Home Search Distribution Filter Download Import Help

The computational pipeline used by the PRFdb performs a series of filtration steps:

  1. Genomic sequences are imported into the database. These must contain a defined start and stop. Most of these sequences were provided by either the Saccharomyces Genome Database or The Mammalian Gene Collection. Sequences may also be imported from Genbank as long as they contain a 'CDS' feature with the start and stop positions defined.
  2. A simple pattern match is performed to find sequence windows which have slippery heptamers in the correct reading frame.
  3. Each remaining sequence window is scanned using rnamotif 1 for base patterns which have the potential to form a pseudoknot.
  4. Sequence windows are folded in silico using one or more minimum free energy secondary structure algorithms. 2,3,4 The output from these programs is saved.
  5. Each sequence window is then randomized using one or more randomization algorithms including: (Shuffling, shuffle with maintenance of dinucleotides, amino acids, etc. The resulting random sequences are refolded, the resulting putative minimum free energies are stored and used to generate a z-score to compare against the putative minimum free energy of the initial folding.
  6. A 'minimum free energy' landscape may be generated for the entire sequence. To do so, multiple Mfe folding algorithms are passed over the entire sequence in overlapping windows, the resulting minimum free energies are stored and used to generate a graph upon which may be plotted the position of a given slippery heptamer.
  7. All data is saved in a relational database.
  8. Sequences which are of interest may then be taken and studied in the laboratory.

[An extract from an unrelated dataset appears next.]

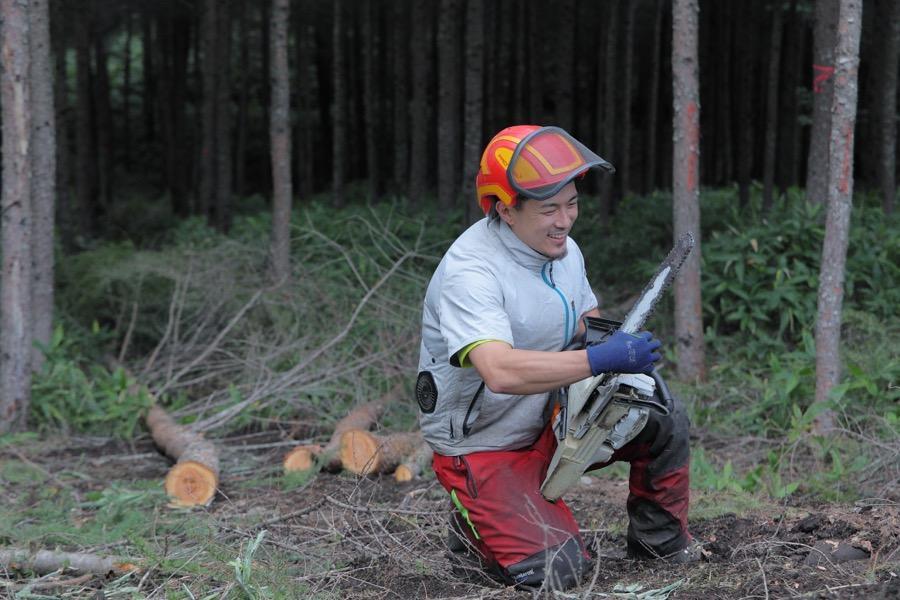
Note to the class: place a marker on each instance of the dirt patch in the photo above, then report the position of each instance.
(336, 536)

    1. T. Macke, D. Ecker, R. Gutell, D. Gautheret, D.A. Case and R. Sampath. RNAMotif -- A new RNA secondary structure definition and discovery algorithm. Nucl. Acids Res. 29, 4724-4735 (2001).

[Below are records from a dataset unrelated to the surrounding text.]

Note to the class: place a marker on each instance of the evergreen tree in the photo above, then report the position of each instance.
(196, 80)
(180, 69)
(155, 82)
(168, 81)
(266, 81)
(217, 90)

    2. Rivas E., Eddy S.R. A dynamic programming algorithm for RNA structure prediction including pseudoknots. J. Mol. Biol. 285, 2053-2068 (1999).
    3. Dirks, R.M. and Pierce, N.A. A partition function algorithm for nucleic acid secondary structure including pseudoknots. J. Comput. Chem. 24,1664–1677. (2001)
    4. Ren J., Rastegari B., Condon A., Hoos H.H. HotKnots: heuristic prediction of RNA secondary structures including pseudoknots. RNA. 11: 1494-1504 (2005).